When Bitcoin dropped from $72,840 to around $61,000 in a few days during the first week of June 2026, cryptocurrency traders faced something more confusing than a typical decline. In October 2025, the cryptocurrency had surpassed $126,000, which at the time seemed to be proof that the post-ETF approval bull market would keep growing.
Eight months later, the market was experiencing more than simply price declines as it sat in the upper $60,000s and tested the $60,000 bottom that had momentarily held in February. The narrative that had supported the price was being lost, and institutional capital was shifting in a completely other direction.
The SpaceX IPO was the name of something else. Pricing on June 11, the company’s $75 billion raise—the largest in its history—consumed attention, bandwidth, and real investment capital from the same speculative funds that had been pouring into Bitcoin ETFs for more than eighteen months. The relationship was made clear by traders and fund managers on trading floors and in Crypto Twitter threads; portfolio manager Jeff Park’s widely shared comment put it this way: Bitcoin was being liquidated to finance what the market deemed to be the next must-own investment.
Spending on AI infrastructure joined the SpaceX listing, with money that had previously been invested in digital assets going toward chip stocks and AI-related equities plays. The timing of the ETF withdrawals and the Bitcoin price declines coincided sufficiently with IPO week to be more than coincidental, but this one element could be overstated.
The most tangible indicator of what institutional investors actually did is the ETF data. Over 40,000 BTC, or roughly $3 billion, were taken out of U.S. spot Bitcoin ETFs, which had been the main way for institutional Bitcoin exposure since their approval in January 2024, over the course of ten trading days that ended around June 5. Outflows so far this year have surpassed $3.1 billion. About $2.7 billion in withdrawals were recorded in the week ending June 5 alone, which indicates a significant structural change as opposed to typical profit-taking.

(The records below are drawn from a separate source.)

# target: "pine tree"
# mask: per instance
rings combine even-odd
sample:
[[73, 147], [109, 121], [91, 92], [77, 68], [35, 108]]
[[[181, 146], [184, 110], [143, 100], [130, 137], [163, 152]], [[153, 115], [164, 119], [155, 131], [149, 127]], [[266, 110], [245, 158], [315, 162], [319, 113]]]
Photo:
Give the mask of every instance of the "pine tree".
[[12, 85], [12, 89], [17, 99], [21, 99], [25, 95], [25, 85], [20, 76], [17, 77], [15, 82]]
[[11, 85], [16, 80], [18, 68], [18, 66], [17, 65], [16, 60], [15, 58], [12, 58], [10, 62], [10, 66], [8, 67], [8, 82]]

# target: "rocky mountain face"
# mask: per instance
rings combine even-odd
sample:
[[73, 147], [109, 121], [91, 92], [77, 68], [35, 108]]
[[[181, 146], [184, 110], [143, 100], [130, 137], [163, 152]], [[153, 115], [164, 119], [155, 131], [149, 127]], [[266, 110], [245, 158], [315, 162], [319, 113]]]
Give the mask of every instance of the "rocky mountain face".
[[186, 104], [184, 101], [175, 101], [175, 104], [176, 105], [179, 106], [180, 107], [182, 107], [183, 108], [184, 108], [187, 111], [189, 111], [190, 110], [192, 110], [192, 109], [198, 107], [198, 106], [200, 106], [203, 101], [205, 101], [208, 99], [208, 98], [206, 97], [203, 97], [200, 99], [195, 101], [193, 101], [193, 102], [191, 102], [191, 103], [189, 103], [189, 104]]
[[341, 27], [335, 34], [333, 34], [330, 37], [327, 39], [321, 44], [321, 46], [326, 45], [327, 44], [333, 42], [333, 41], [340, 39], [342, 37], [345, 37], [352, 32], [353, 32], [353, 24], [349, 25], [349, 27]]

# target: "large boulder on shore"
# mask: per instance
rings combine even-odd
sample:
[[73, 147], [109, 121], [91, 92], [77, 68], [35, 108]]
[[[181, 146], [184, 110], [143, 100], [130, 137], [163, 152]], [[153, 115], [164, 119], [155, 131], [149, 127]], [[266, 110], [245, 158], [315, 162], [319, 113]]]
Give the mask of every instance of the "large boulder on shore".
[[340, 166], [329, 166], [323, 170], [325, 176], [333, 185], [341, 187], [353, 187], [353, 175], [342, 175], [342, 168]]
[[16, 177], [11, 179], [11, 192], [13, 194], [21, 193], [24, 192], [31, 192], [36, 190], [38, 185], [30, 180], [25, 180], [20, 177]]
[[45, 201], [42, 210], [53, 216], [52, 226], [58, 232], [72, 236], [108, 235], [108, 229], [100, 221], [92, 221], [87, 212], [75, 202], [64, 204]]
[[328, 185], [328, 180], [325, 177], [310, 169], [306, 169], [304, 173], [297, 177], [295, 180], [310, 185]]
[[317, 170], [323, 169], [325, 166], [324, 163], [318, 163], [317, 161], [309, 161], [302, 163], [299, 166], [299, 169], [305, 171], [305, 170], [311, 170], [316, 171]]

About 25,000 Bitcoin went from big whale wallets to exchanges in the seven days that followed rumors that Michael Saylor’s Strategy, the public business that has bought more Bitcoin than any other corporate entity, had sold Bitcoin for the first time in almost four years. The selling behavior that the Strategy rumors sparked is more important than whether or not they were true.
The usual downturn was amplified by the leverage unwind beneath the institutional layer. The worst short-term holder capitulation of 2026 occurred on June 5, when on-chain data revealed that over 53,800 BTC were sent to exchanges at a loss in a single 24-hour period. In a single day, open interest in derivatives dropped by over 5%. After spending the previous month at Neutral, the Fear and Greed Index fell to “Extreme Fear,” resting in the high teens.
Every action taken by institutional sellers was exacerbated by forced liquidations from overly leveraged positions. The ETF outflows initiate the decline, the leveraged longs are squeezed, the selling encourages more selling, and by the time it stabilizes, the chart appears significantly worse than any one factor could account for. This is how cryptocurrency markets intensify.
A regulatory catalyst that could alter the situation is scheduled. By July 4, the U.S. Senate is scheduled to vote on the CLARITY Act, a piece of legislation that would end long-standing ambiguity over the classification and regulation of digital assets. A floor and perhaps a trigger for further institutional inflows would be provided by passage.

It remains truly unclear whether it passes and whether it will be sufficient to counteract the momentum of capital shifting toward AI and equity markets. Since its peak, the entire cryptocurrency market has decreased by 48%. Eight months ago, Bitcoin was more than $126,000. There isn’t a single reason for the distance between there and here, but capital moving elsewhere plays a big role in the solution.